1
votes

I am trying to implement the FatICA algorithm in verilog. I have written the whole code and till simulation it shows no error but when I try to synthesize the code it gives an error stating " ";" expecting instead of".""

I am using four floating point modules for arithmetic calculation and I have generated 1000 instances of sum, sqrt ... etc using for loop for the in between calculations.Following is the code for generate

genvar s;

generate
    for(s=1;s<=4000;s=(s+1))

    begin:cov_mul_ins 
            Float32Mul cov_mul  (.CLK(clk),
                        .nRST(1'b1),
                        .leftArg(dummy_14),
                        .rightArg(dummy_15),
                        .loadArgs(1'b1)
                        );
    end
endgenerate

Now I am accessing the individual instances using the Dot operator

 for(d=1;d<=2;d=(d+1))

begin
   for(e=1;e<=2;e=(e+1))
    begin
       for(c=1;c<=1000;c=(c+1))
          begin
        if((d==1)&&(e==1))
            begin
            dummy_14=centered_data_copy[d][c];
            dummy_15=Parent.centered_data_float_trans[c][e];

        #10 ***cov_mul_ins[c].cov_mul***(.CLK(clk),
                             .nRST(1'b1),
                             .leftArg(dummy_14),
                             .rightArg(dummy_15),
                             .loadArgs(1'b1),
                             .product(cov_temp[c][1])
                             );

I would be grateful if someone could pin point the error I am making.Thanks!

2
@osgx I think there is no error in the generate statement but I am not sure if I am acessing the instantiated modules in the proper way.I tried searching for it on web but didn't found anything. Then, there was an example in samir palnitkar's book which had similar array instantiation and so I followed that. While simulation it is not showing any error but while synthesizing it gives and error. - optimus

2 Answers

2
votes

Couple of things to note:

  • Out of module references can't be synthesised.
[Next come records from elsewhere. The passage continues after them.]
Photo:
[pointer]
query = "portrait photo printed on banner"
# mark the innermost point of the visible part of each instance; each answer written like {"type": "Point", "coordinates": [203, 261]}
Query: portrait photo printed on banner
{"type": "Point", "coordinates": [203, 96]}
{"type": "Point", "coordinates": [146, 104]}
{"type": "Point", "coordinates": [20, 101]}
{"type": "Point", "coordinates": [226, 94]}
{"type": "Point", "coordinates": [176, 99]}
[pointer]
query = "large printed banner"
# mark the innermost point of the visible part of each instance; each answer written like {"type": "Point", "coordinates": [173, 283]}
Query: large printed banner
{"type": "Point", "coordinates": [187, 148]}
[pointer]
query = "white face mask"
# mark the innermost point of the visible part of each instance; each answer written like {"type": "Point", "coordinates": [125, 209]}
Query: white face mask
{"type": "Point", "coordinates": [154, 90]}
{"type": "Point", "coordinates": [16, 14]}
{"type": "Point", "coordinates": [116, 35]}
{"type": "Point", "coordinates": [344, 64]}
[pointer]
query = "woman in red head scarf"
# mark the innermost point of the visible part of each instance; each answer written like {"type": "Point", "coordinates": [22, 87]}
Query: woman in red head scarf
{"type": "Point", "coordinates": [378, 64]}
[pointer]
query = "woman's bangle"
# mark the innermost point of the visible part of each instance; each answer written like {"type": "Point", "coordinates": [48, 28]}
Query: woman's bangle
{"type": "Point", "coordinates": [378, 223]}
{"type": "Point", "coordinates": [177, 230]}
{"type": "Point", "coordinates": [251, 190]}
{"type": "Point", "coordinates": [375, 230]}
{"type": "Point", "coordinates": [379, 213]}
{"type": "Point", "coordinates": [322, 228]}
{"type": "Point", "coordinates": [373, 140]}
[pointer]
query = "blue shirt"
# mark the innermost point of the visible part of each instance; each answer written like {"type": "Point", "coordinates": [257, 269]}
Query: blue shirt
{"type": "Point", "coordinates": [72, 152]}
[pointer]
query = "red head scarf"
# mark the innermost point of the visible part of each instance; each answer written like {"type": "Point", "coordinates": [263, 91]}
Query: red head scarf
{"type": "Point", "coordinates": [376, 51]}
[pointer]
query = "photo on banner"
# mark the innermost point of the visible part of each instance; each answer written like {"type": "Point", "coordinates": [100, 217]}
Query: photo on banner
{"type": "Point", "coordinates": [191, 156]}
This means that you can't "peek inside" instantiated modules to look at nets or call functions if you want that code to be synthesisable. It's grand for testbenches though.
  • Your attempted function call has a delay on it, which will be ignored, ie #10 cov_mul_ins[c].cov_mul ( ... );

I can see your thinking in a softwarey lets-put-everything-in-a-class-and-call-methods way. This is perfect for testbenches, but synthesis will complain, as you've seen. When it comes to hardware, well, you need to think of the hardware - ask youself which blocks you need to build to run your algorithm. For example, if your algorithm needs 30 multiplies on each input sample, then you need either 30 instances of a multiplier, or one multiplier and sequence your 30 operations through it. Or 15 multipliers, each doing 2 multiplications per sample period, or 10 multipliers doing 3 etc...

0
votes

Try to delete "#10" because I think it is not synthesable.